Contracts have been signed for the redevelopment of Wickford railway station in Essex, which currently has rows of hoardings and a temporary ticket office.

Plans were first unveiled to transform it in 2020 but were derailed by the Covid-19 pandemic, said Greater Anglia.

The project will provide a new ticket office, waiting facilities, and toilets.

Trevor Hammond, the Wickford Independents councillor for Wickford North at Basildon Council, said: "It's been planned for quite a while. I liked the old ticket office and didn't think it should have been knocked down. It's good we will get another ticket office. It's awful not having one.

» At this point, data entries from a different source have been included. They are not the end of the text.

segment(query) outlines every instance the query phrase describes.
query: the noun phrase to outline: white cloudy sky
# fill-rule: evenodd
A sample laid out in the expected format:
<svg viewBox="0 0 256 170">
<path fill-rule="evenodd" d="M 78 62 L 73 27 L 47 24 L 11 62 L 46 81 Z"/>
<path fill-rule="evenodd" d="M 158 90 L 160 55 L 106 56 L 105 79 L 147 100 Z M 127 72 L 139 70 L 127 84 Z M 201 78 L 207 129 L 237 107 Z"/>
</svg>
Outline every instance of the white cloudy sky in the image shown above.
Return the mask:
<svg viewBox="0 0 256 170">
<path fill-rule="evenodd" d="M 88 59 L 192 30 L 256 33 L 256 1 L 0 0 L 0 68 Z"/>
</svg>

"I think it's still important to have ticket offices for a number of reasons. Some people may not know where they are going or how to pay for tickets using machines."

Martin Beable, managing director for Greater Anglia, told the Local Democracy Reporting Service the contract for the new station had been signed and more details on the delivery scheme were due to be released in the spring.

Mark Francois, Conservative MP for Rayleigh and Wickford, said he had been campaigning for almost three years to get the station rebuilt.

"I warmly welcome the news that a contract to achieve this has now, finally, been signed, between Greater Anglia and Walker Construction," he said.

"My constituents in Wickford deserve a modern station and I'm pleased that work on this project will now commence in just a few months' time."